Large-scale millers will once again manipulate the paddy market, while at least 10 small-scale mills are being auctioned every month, said Mudith Perera, the president of the United Rice Producers Association.

Small-scale millers had borrowed at high interest rates to maintain their operations last year, and Indian rice imports meant they were unable to repay loans.

Mr. Perera expects a drop in price following the Maha harvest and also because of imports. “2022 and 2023 are the graveyard years for the small millers.’’

The president of the National Agrarian Unity, Anuradha Tennakoon, said despite the ban on rice imports, farmers sell paddy at between Rs. 100 and Rs. 105, compared with the Rs 120 purchase price of the PMB.

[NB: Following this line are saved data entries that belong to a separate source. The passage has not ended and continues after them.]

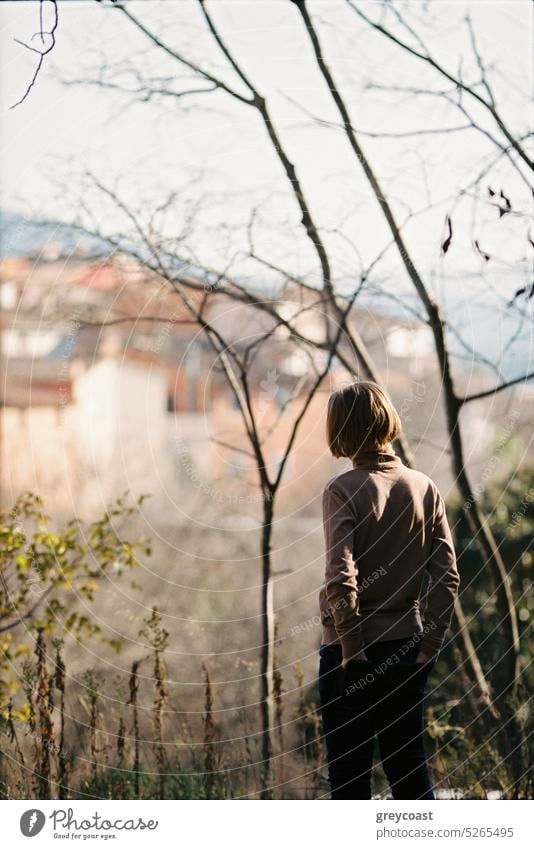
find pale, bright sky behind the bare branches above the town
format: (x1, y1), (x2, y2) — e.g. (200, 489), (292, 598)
(0, 0), (532, 374)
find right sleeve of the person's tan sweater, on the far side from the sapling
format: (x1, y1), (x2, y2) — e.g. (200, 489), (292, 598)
(421, 492), (460, 657)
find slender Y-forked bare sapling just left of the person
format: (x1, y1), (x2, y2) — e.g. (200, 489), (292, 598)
(62, 179), (366, 796)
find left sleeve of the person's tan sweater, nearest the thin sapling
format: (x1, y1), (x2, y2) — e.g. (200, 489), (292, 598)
(323, 484), (364, 662)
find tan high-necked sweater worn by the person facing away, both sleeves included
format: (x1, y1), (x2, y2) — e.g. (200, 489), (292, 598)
(319, 446), (460, 661)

He accuses the Government of being able to import rice worth Rs. 72 billion, while being unable to spend Rs 2 billion to buy local paddy.

Around 700,000 hectares have been cultivated, while the PMB is targeting 800,000 hectares and a harvest of over 3 million MT.

“There is no system to manage the resources such as land and foreign aid to produce a bigger harvest.’’

Mr. Tennakoon said he had visited the Agriculture Ministry to present some proposals, but that it was only discussed once. “Now, nobody wants to discuss it, since they work according to a political agenda. They just want votes and to keep the farmer as a political slave.’’

Meanwhile, grocery owner A. Pratheepan, who only sells local rice, says the prices have not risen although it has been a month since rice imports has been suspended.

“I do not expect the prices to rise. They may fall, but would not rise,” he said.